Penelitian dirancang dengan Rancangan Petak Terbagi (Split Plot Design) dengan dua faktor dan tiga ulangan. Umur simpan sebagai petak utama terdiri dari empat taraf (0, 4, 8, dan 12 minggu). Umur pohon induk sebagai anak petak terdiri tiga taraf (1, 3, dan >5 tahun).

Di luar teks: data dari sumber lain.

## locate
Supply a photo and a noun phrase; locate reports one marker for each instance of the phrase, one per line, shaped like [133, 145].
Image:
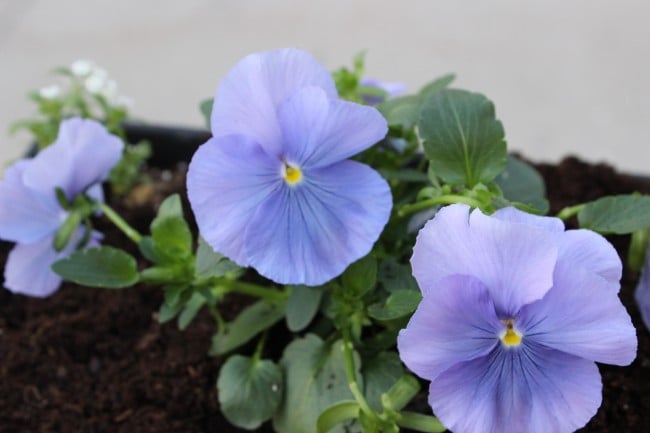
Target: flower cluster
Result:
[515, 311]
[274, 189]
[30, 211]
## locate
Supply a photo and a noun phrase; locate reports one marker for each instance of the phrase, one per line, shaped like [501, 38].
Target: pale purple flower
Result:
[30, 214]
[273, 189]
[390, 89]
[515, 311]
[642, 294]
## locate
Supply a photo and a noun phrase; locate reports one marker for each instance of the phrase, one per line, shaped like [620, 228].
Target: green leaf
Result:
[379, 373]
[335, 414]
[395, 276]
[420, 422]
[251, 321]
[210, 264]
[250, 390]
[620, 214]
[436, 85]
[400, 303]
[401, 393]
[302, 306]
[462, 137]
[172, 238]
[404, 111]
[206, 110]
[314, 381]
[360, 276]
[521, 183]
[105, 267]
[401, 111]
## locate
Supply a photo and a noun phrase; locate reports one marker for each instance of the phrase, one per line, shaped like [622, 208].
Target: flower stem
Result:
[443, 199]
[120, 223]
[570, 211]
[348, 358]
[253, 290]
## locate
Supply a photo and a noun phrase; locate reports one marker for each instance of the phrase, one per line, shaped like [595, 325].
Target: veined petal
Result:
[533, 390]
[309, 233]
[592, 252]
[28, 268]
[642, 293]
[26, 215]
[319, 131]
[83, 154]
[515, 261]
[454, 323]
[227, 180]
[582, 316]
[248, 98]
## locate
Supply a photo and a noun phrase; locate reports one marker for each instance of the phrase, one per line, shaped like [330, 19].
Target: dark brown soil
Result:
[88, 360]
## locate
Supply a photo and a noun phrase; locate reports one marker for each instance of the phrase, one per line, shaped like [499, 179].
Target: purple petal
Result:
[83, 154]
[582, 316]
[227, 180]
[28, 271]
[642, 293]
[531, 390]
[515, 261]
[319, 131]
[26, 215]
[592, 252]
[454, 323]
[248, 98]
[310, 232]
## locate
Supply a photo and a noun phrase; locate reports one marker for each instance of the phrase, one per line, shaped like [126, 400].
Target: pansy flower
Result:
[274, 188]
[642, 293]
[30, 214]
[515, 311]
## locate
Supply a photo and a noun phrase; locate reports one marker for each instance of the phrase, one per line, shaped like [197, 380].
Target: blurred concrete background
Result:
[566, 77]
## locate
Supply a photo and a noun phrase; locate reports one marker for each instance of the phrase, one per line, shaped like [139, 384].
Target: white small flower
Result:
[96, 81]
[81, 67]
[50, 92]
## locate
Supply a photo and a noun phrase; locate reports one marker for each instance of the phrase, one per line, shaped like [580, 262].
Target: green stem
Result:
[253, 290]
[348, 358]
[120, 223]
[443, 199]
[570, 211]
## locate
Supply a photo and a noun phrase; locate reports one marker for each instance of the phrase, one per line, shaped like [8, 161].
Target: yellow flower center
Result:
[510, 337]
[292, 175]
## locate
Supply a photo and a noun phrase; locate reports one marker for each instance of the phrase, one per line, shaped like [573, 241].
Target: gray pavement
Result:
[566, 76]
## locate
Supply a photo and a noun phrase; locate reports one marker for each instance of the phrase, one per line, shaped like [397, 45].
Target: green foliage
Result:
[404, 111]
[620, 214]
[314, 381]
[463, 140]
[250, 322]
[210, 264]
[521, 183]
[360, 276]
[105, 267]
[250, 390]
[399, 303]
[302, 306]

Benih jarak pagar yang berasal dari pohon induk yang berumur 1 tahun diperoleh dari kebun percobaan Cikarawang, Darmaga. Benih dengan umur pohon 3 tahun diperoleh dari kebun percobaan LPPPG Cianjur, sedangkan benih yang berumur 25 tahun diperoleh dari tanaman pagar di Cikaret, Ciapus. Kebutuhan benih untuk masing-masing taraf umur pohon induk adalah 540 benih.

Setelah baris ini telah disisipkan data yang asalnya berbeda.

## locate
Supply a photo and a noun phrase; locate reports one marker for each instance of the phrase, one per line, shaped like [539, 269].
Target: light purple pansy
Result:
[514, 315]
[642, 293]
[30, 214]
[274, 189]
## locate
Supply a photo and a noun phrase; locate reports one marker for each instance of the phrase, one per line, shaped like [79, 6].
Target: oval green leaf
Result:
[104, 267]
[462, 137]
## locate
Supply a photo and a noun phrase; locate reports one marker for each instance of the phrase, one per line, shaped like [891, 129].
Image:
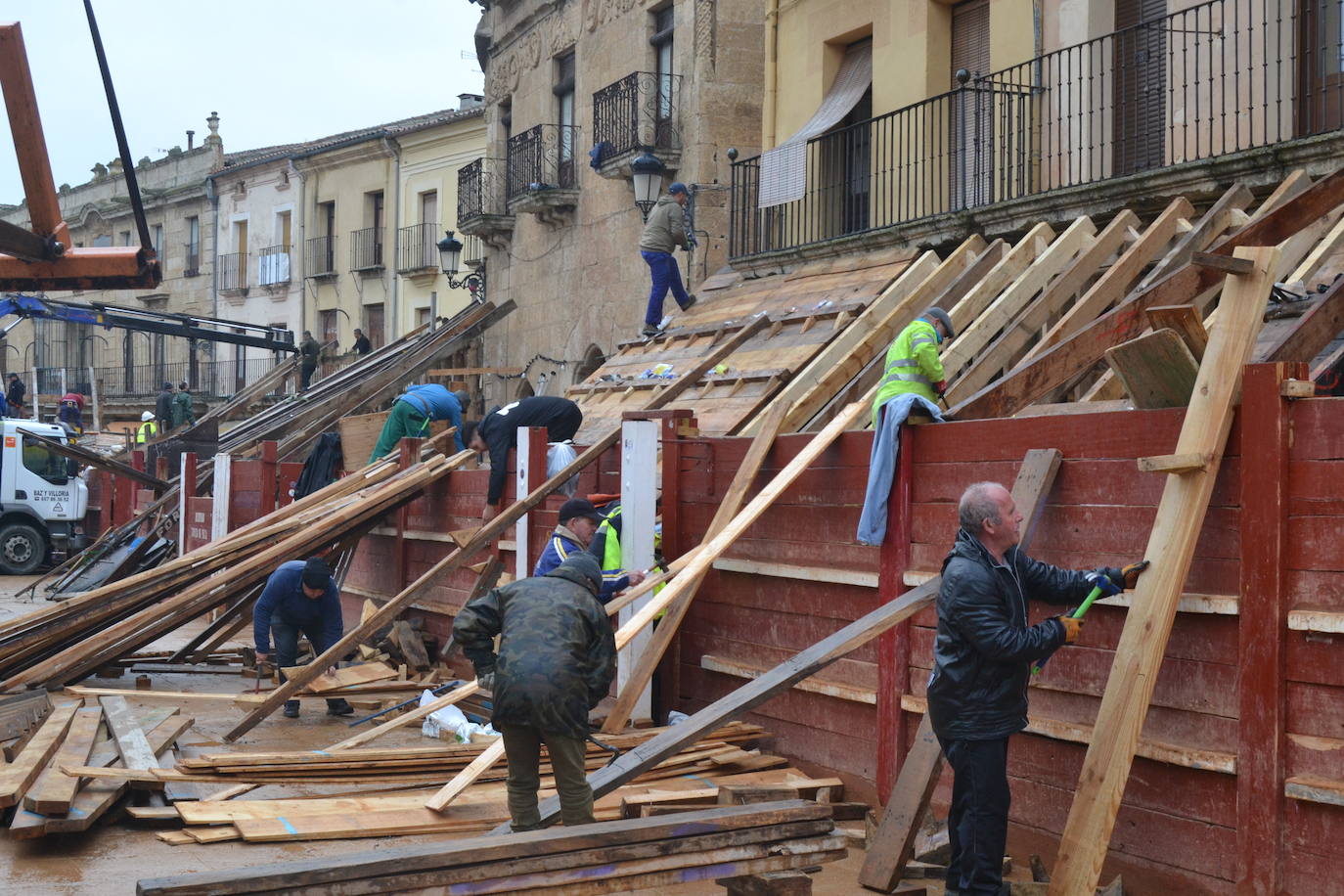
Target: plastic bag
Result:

Pengamatan dilakukan terhadap beberapa tolok ukur yang meliputi Kadar Air (KA), Daya Berkecambah (DB), Kecepatan Tumbuh (Ker), First Count Germination (FCG), Kadar Lemak Total (KLT), dan Kadar Asam Lemak Bebas (ALB) Parameter Viabilitas Potensial dapat dilihat dari tolok ukur DB, Vigor Kekuatan Tumbuh (Vxr) dari tolok ukur Ker dan FCG, dan Vigor Daya Simpan (V) dari tolok ukur KLT dan ALB.
Hasil penelitian menunjukkan bahwa benih yang berasal dari pohon induk yang berumur 1 tahun memiliki viabilitas yang lebih tinggi dan umur simpan yang lebit ama (8 minggu) dibandingkan dengan benih yang berasal dari pohon induk yang berumur 3 dan 25 tahun berdasarkan tolok ukur Daya Berkecambah (DB), Kecepatan Tumbuh (Ker), First Count Germination (FCG), dan Kadar Asam Lemak Bebas (ALB). Hasil lainnya menunjukkan bahwa Kadar Lemak Total (KLT) menurun selama penyimpanan, sedangkan Kadar Asam Lemak Bebas (ALB) meningkat selama penyimpanan.